2.1.2. Implementation

Xsolve was implemented in Java following a master/worker model. Each compute core of the cluster is associated with a worker module that communicates with a central `master' server module. The server generates jobs, which it holds in a queue for the worker nodes to process. The third-party software programs are started from shell scripts that are generated dynamically at each stage. These shell scripts are generally very simple, consisting of a call of the program for the next processing step together with the input parameters that were determined in the preceding processing steps. Information flows from one program to the next by means of Extensible Markup Language (XML) intermediary format files (W3C World Wide Web Consortium; https://www.w3.org/XML/ ). Upon the successful completion of a worker task, the Java execution environment parses the task log file and stores the values of pertinent parameters in XML format. The correct parameters are then imported into the next task's shell script. This XML-driven architecture facilitates manual intervention at any stage, if desired, and in addition completely decouples job scheduling and execution from the crystallographic workflow; new processing stages are easily added by modifying a shell script template.

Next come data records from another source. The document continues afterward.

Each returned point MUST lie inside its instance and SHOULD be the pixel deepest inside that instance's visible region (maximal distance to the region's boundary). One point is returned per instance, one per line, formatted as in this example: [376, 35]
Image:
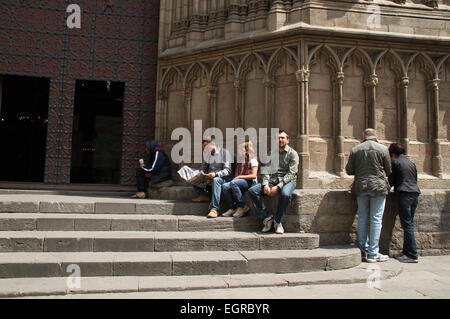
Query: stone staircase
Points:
[151, 242]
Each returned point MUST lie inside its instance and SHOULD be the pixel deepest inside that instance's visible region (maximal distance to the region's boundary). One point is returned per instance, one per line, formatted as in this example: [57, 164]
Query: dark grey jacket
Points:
[371, 164]
[404, 175]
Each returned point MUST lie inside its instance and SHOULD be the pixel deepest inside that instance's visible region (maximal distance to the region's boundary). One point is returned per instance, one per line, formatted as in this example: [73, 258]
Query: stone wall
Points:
[324, 91]
[190, 23]
[333, 215]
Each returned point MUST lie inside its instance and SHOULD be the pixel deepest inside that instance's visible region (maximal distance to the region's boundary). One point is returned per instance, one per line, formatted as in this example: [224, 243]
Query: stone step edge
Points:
[59, 286]
[123, 241]
[104, 206]
[30, 265]
[121, 222]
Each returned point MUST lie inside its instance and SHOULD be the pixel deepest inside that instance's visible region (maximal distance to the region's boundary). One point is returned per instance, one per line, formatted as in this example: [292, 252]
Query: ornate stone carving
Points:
[431, 3]
[302, 75]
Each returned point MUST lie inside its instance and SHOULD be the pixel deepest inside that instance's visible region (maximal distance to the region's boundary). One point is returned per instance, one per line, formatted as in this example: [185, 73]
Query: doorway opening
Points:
[23, 127]
[97, 132]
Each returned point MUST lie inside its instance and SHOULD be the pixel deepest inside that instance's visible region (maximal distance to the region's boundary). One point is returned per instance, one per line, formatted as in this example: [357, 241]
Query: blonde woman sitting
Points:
[246, 177]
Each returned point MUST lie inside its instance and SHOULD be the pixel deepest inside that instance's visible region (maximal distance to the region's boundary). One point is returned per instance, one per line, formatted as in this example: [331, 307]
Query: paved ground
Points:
[429, 279]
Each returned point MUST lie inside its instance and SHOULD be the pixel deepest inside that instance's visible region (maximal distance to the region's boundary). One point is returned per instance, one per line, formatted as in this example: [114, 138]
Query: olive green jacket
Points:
[371, 164]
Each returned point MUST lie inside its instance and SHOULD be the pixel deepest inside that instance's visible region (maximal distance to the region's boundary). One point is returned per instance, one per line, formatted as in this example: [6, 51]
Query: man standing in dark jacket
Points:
[404, 180]
[156, 170]
[371, 164]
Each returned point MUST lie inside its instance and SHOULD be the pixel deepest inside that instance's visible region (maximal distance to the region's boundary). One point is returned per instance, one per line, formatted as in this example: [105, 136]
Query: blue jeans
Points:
[214, 191]
[233, 192]
[407, 204]
[256, 193]
[370, 206]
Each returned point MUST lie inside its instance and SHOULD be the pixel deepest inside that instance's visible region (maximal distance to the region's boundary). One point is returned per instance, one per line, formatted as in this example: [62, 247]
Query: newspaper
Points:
[194, 176]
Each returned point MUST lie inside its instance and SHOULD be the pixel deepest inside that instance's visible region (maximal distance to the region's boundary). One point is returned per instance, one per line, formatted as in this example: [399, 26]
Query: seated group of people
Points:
[217, 165]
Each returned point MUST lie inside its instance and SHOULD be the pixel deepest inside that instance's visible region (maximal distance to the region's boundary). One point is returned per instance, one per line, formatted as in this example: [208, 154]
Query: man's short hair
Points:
[397, 149]
[370, 132]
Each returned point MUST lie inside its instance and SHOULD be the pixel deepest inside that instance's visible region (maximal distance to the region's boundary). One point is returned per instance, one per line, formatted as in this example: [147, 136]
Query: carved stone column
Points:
[233, 24]
[197, 26]
[436, 159]
[277, 16]
[239, 100]
[339, 138]
[188, 106]
[302, 77]
[269, 87]
[371, 86]
[403, 112]
[161, 123]
[212, 100]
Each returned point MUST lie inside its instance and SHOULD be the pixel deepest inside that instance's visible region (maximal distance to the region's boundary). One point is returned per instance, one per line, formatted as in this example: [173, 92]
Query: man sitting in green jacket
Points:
[282, 182]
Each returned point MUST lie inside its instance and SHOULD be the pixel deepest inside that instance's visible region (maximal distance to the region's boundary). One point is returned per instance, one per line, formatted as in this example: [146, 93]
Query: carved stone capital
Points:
[433, 84]
[404, 82]
[339, 78]
[302, 75]
[212, 91]
[371, 81]
[187, 93]
[163, 95]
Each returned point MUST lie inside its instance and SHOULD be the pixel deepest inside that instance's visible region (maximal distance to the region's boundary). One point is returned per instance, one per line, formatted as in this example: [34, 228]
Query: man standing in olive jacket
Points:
[371, 164]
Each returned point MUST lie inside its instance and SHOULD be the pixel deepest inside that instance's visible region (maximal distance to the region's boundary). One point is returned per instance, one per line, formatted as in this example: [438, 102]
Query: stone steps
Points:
[57, 286]
[98, 205]
[100, 264]
[42, 234]
[115, 241]
[115, 222]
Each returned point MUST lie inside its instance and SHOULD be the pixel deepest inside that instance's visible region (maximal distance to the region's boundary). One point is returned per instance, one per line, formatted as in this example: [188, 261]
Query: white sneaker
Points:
[241, 211]
[267, 222]
[279, 228]
[229, 213]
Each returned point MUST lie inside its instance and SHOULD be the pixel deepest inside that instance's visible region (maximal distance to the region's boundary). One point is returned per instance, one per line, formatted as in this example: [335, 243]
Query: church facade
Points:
[321, 70]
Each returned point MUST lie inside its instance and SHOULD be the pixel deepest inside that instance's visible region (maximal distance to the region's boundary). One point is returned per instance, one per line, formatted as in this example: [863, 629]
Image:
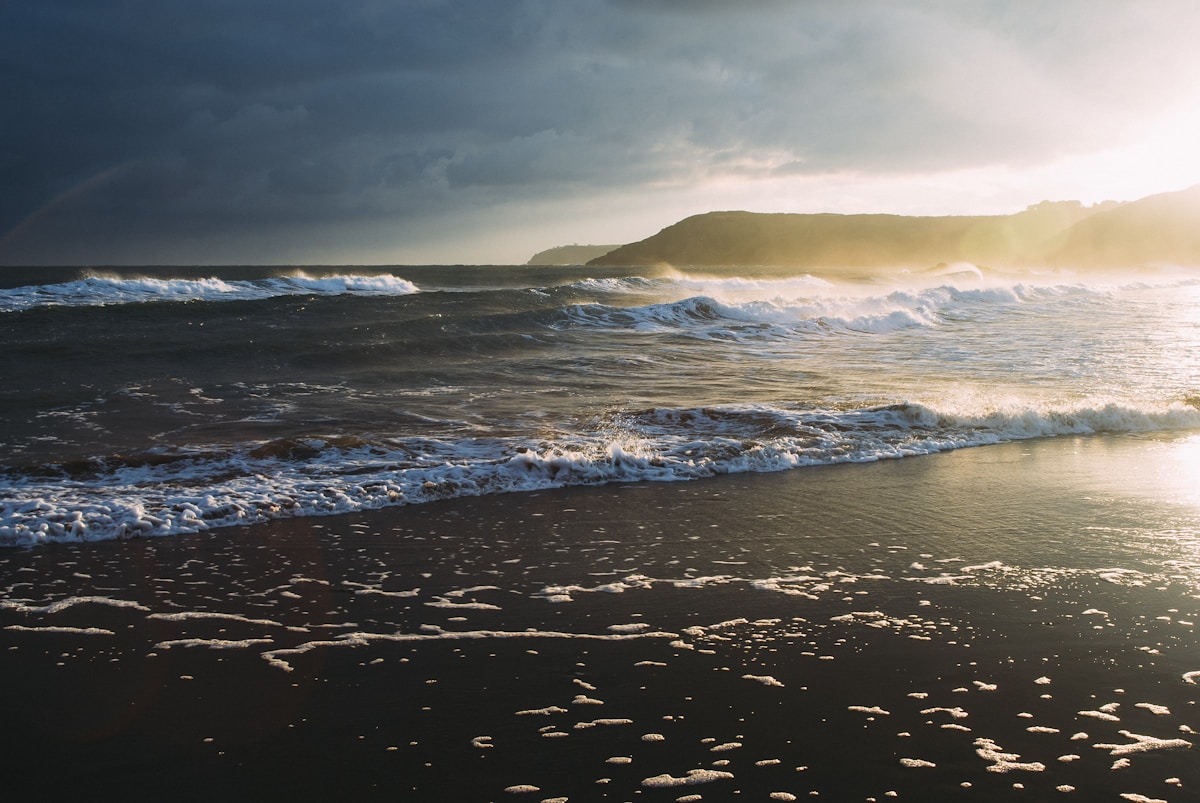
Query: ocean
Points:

2.2. ConsensusModeler: combining traces

ConsensusModeler capitalizes on Xsolve's exploration of model building by combining traces output by different strategies to obtain a more complete and error-corrected trace. ConsensusModeler collects Xsolve traces that have more than 40% of side chains docked into the density. Trace errors for models not meeting this threshold tend to be severe. The ConsensusModeler algorithm first superimposes traces using crystallographic symmetry operators, automatically shifting the origin or re-indexing the data wherever necessary. Next, NCS-related traces are superimposed using SSM (Krissinel & Henrick, 2004 ). The ConsensusModeler algorithm accepts the sequence (side-chain identity) assignment from each of its input traces; any conflicts will be, by its nature, optimally resolved by the algorithm. Undocked fragments are set aside. Each superimposed trace is represented in a graph, with each residue corresponding to a vertex (Fig. 2). Vertices (residues) from all contributing input traces are connected by directed edges such that a residue with sequence number i − 1 from any subunit in any trace j is connected to all residues with sequence number i in all subunits of all traces. Each edge is assigned a score or `weight' to reflect how its pair of residues fits the electron density and how the pair would affect the quality of the final model. The calculation of edge weights is detailed in the next section. Once edge weights have been determined, the Bellman–Ford algorithm (Heineman et al., 2008 ) is executed from the N-terminus to the C-terminus and from the C-terminus to the N-terminus to find a path through the graph that minimizes the total weight. The trace that corresponds to the path of minimum weight is output. ConsensusModeler was implemented in C++ and uses the Clipper libraries (Cowtan, 2000 ) for crystallographic computations.

Figure 2
Superimposed traces represented as a graph. A docked trace is represented from left to right; traces resulting from different model-building protocols are represented on the vertical axis.

2.2.1. Edge weights

Edge weights are heuristically derived values designed to identify and reward favorable features in a trace and penalize unfavorable features or errors such as mistracings and `frame-shifts'. The following features are taken into account.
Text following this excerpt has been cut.